Classificaiton_Naive Bayes

This post demensatrate some basic process of Land Use and Land Cover classification using Naive Bayes in Python.

Introduction

In this chapter we will classify the Sentinel-2 image we’ve been working with using a supervised classification approach which incorporates the training data we worked with in chapter 4. Specifically, we will be using Naive Bayes. Naive Bayes predicts the probabilities that a data point belongs to a particular class and the class with the highest probability is considered as the most likely class. The way they get these probabilities is by using Bayes’ Theorem, which describes the probability of a feature, based on prior knowledge of conditions that might be related to that feature. Naive Bayes is quite fast when compared to some other machine learning approaches (e.g., SVM can be quite computationally intensive). This isn’t to say that it is the best per se; rather it is a great first step into the world of machine learning for classification and regression.

scikit-learn

In this chapter we will be using the Naive Bayes implementation provided by the scikit-learn library. scikit-learn is an amazing machine learning library that provides easy and consistent interfaces to many of the most popular machine learning algorithms. It is built on top of the pre-existing scientific Python libraries, including numpy, scipy, and matplotlib, which makes it very easy to incorporate into your workflow. The number of available methods for accomplishing any task contained within the library is (in my opinion) its real strength. No single algorithm is best for all tasks under all circumstances, and scikit-learn helps you understand this by abstracting the details of each algorithm to simple consistent interfaces. For example:

This figure shows the classification predictions and the decision surfaces produced for three classification problems using 9 different classifiers.
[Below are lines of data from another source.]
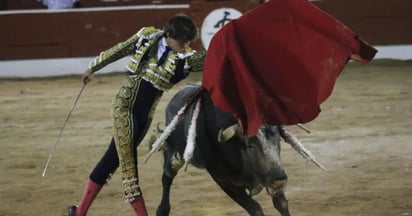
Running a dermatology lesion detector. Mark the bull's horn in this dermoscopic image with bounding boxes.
[279,126,326,170]
[217,124,242,143]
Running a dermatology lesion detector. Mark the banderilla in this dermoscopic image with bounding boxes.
[42,84,86,177]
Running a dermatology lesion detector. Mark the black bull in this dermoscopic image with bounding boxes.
[156,85,289,216]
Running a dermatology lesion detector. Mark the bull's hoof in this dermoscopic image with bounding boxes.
[67,206,77,216]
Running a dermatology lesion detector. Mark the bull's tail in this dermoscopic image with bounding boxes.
[144,86,204,163]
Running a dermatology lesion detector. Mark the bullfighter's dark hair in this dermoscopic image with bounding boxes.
[163,14,198,42]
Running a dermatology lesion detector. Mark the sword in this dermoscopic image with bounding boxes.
[42,84,86,177]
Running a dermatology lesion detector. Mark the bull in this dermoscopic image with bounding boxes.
[149,85,326,216]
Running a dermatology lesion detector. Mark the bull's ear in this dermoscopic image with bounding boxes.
[217,124,242,143]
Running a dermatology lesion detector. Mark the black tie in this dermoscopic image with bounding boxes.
[157,46,172,66]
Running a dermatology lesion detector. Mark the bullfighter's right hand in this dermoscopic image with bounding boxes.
[82,69,94,85]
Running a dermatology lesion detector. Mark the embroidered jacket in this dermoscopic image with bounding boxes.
[89,27,205,91]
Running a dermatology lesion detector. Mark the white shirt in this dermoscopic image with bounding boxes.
[157,37,170,60]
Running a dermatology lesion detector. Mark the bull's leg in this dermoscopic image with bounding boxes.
[272,190,290,216]
[156,149,183,216]
[212,175,264,216]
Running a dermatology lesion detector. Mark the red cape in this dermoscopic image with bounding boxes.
[202,0,376,136]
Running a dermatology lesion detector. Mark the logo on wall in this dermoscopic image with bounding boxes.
[200,8,242,50]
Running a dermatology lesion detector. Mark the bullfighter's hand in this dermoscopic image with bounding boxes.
[82,69,94,85]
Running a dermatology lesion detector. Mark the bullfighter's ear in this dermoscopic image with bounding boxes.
[217,124,242,143]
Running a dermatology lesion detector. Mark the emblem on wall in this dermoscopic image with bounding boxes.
[200,8,242,50]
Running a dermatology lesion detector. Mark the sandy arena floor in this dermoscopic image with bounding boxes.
[0,61,412,216]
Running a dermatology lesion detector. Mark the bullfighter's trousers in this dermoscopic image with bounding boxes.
[112,75,163,202]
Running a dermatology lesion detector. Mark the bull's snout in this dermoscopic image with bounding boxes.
[266,179,288,196]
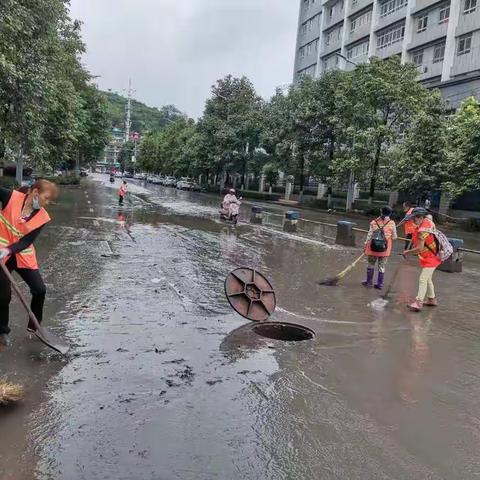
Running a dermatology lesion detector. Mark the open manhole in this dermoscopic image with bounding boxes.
[252,322,315,342]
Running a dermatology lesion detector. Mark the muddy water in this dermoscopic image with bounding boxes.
[0,174,480,480]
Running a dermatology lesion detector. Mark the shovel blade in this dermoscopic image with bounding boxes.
[35,327,70,355]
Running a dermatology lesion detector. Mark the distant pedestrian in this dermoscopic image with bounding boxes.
[403,207,442,312]
[118,180,128,205]
[403,202,415,250]
[362,206,397,290]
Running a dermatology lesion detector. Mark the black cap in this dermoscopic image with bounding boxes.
[406,207,428,220]
[382,205,393,217]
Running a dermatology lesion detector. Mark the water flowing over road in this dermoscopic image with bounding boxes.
[0,175,480,480]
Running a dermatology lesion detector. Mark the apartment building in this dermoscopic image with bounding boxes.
[294,0,480,108]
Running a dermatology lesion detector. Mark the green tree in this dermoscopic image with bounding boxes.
[335,57,431,201]
[443,97,480,197]
[200,75,263,187]
[389,93,448,200]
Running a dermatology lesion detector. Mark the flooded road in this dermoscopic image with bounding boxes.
[0,177,480,480]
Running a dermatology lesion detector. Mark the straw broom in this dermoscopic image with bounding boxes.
[318,253,365,287]
[0,379,25,406]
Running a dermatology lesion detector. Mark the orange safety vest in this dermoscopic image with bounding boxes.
[365,218,395,257]
[403,208,416,235]
[412,218,442,268]
[0,190,50,270]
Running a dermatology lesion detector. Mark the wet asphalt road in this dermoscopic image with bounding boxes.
[0,176,480,480]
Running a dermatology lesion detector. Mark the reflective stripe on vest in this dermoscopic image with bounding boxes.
[0,190,50,270]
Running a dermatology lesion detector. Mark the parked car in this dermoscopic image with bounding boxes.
[163,177,177,187]
[177,180,193,190]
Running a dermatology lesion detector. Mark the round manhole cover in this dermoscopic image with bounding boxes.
[225,267,277,322]
[252,322,315,342]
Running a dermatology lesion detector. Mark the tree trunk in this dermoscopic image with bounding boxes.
[368,138,382,205]
[299,153,305,201]
[16,147,23,186]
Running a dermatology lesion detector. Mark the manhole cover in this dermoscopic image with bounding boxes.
[225,267,277,322]
[252,322,315,342]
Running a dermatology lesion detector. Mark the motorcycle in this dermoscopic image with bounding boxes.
[220,198,242,225]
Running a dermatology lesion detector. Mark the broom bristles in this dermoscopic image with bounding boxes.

What is even more impressive is that all of this took only about 110 lines of code, including comments!

Training the Classifier

Now that we have our X matrix of feature inputs (the spectral bands) and our y array (the labels), we can train our model.

Visit this web page to find the usage of GaussianNaiveBayes Classifier from scikit-learn.

from sklearn.naive_bayes import GaussianNB

gnb = GaussianNB()
gnb.fit(X, y)

It is that simple to train a classifier in scikit-learn! The hard part is often validation and interpretation.

Predicting on the image

With our Naive Bayes classifier fit, we can now proceed by trying to classify the entire image:

We’re only going to open the subset of the image we viewed above because otherwise it is computationally too intensive for most users.

from rasterio.plot import show
from rasterio.plot import show_hist
from rasterio.windows import Window
from rasterio.plot import reshape_as_raster, reshape_as_image

with rasterio.open(img_fp) as src:
    # may need to reduce this image size if your kernel crashes, takes a lot of memory
    img = src.read()[:, 150:600, 250:1400]

# Take our full image and reshape into long 2d array (nrow * ncol, nband) for classification
print(img.shape)
reshaped_img = reshape_as_image(img)
print(reshaped_img.shape)